# Exercise advice



## RebelT (Apr 21, 2015)

Boy has starting excercise highlighted just how unfit I am 

At the moment I'm walking up and down the stairs until I can't manage another flight.

Can't do proper pushups any more so am starting with wall pushups.

I've also read that exercise can push up your BG levels.

One of the hardest things is actually doing the exercise after so many years of inactivity.

Anyone have any advice, tips please.


----------



## Copepod (Apr 21, 2015)

Some useful resources for people with type 2 diabetes here: http://www.teambloodglucose.com/TeamBG/Type_2_Basics.html

You're doing the right things - setting challenges, increasing amount of exercise graduallly etc. 

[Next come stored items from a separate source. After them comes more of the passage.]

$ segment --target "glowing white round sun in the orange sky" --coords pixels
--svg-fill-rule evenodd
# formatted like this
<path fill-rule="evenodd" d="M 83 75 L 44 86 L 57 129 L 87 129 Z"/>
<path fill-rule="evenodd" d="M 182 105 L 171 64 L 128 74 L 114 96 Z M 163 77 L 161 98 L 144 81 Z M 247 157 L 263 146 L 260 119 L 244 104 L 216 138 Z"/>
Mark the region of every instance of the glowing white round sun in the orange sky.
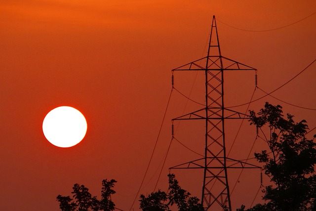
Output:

Hopefully, you enjoy what you are doing? If not, then can you add something eg 

to monitor your times over 5km, try parkrun check www.parkrun.org.uk/events/events/ to see if there's one convenient to you for free timed runs [many people start by alternating running / jogging / walking] on Saturday mornings 
to increase distances on foot or bike, consider geocaching www.geocaching.com and / or photography and / or wildlife watching etc


to make walking / running more interesting, try orienteering - see http://www.britishorienteering.org.uk/ to search for your local club for events and club sessions and for permanent orienteering courses [POC] at parks etc


----------



## HOBIE (Apr 21, 2015)

RebelT said:


> Boy has starting excercise highlighted just how unfit I am
> 
> At the moment I'm walking up and down the stairs until I can't manage another flight.
> 
> ...



Good for YOU ! & well done for that attitude.  Every little helps & have a look back through this section & find things that takes your interest. Good luck


----------



## Northerner (Apr 21, 2015)

You might want to look into the 'Couch to 5k' plan:

http://www.nhs.uk/Livewell/c25k/Pages/couch-to-5k.aspx



Don't rush things and hurt yourself, but do try and do something every day


----------